Clifford has worked for Columbus libraries since 1987. She started her career shelving books and worked her way up the library system. Now, she oversees youth programs at the Hilltop branch.

According to Clifford, Columbus library staff provide children important “developmental assets” beyond books. These assets can be something as simple asknowing a child’s name, or as Clifford says, being a positive and consistent influence in their lives.

“Some children just don’t have that,” Clifford added.

Youth services manager Laura Johnson oversees free lunches and snacks at the Linden branch. Like Clifford, she agrees that this service is “critical to their learning and development.”

Johnson sees many of the same children during the free lunches. As more kids arrive during the summer, the library will make sure everyone has a meal and will adjust upward the number of lunches it provides.

Linden offers lunch and an afternoon snack five days a week. It also offers a snack on Saturdays.

Each lunch is a well-rounded meal, such as a turkey sandwich, fruit cup, fruit juice and chocolate milk. A typical snack is fruit juice and crackers.
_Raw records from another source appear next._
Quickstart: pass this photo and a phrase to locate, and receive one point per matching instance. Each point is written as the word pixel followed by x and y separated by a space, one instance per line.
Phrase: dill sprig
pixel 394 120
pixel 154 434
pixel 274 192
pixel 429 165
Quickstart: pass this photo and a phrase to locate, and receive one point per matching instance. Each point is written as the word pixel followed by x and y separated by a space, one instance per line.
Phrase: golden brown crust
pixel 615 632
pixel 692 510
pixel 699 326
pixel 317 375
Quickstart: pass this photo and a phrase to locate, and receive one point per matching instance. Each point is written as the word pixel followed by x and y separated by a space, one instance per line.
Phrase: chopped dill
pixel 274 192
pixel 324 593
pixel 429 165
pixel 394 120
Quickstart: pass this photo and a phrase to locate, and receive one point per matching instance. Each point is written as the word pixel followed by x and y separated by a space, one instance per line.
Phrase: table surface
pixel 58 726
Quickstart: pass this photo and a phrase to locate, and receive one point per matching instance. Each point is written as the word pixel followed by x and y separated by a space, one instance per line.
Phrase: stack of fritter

According to Johnson, all meals are free of pork and peanuts.

While most children attend lunch on their own, some show up with their parents.
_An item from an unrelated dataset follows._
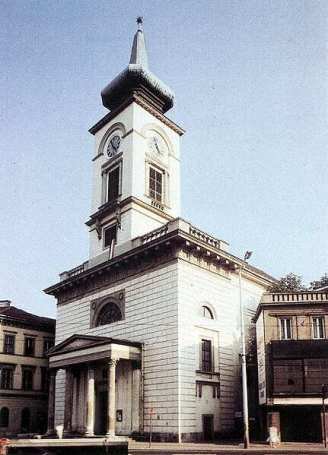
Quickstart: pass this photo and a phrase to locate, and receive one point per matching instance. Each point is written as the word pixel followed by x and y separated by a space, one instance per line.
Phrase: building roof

Kayla Lloyd, 29, was at Hilltop’s lunch on Thursday with her children, 6-year-old Jaxon and 4-year-old Lucas. The family usually attends every local free event they hear about.  

Lloyd is a single mother who is studying data analytics at Columbus State Community College. She also works as a data analyst at the Ohio History Connection.

And on top of her own schooling, she’s home-schooling Jaxon and Lucas.

Jaxon suffers from severe food allergies involving gluten, soy, egg and peanut products. Because of his dietary needs, he can eat only very specific — and often expensive — food that has no chance of triggering an adverse reaction.

But that isn’t always an option for Lloyd, so she relies on food pantries, food stamps and free lunches to ensure that her children get the nutrition they need.

“So much of my budget goes to food,” Lloyd said. “I basically survive off of strawberries and bananas.”

Parents and caregivers who want to take advantage of the summer lunch program can visit the Columbus Metropolitan Library’s event webpage.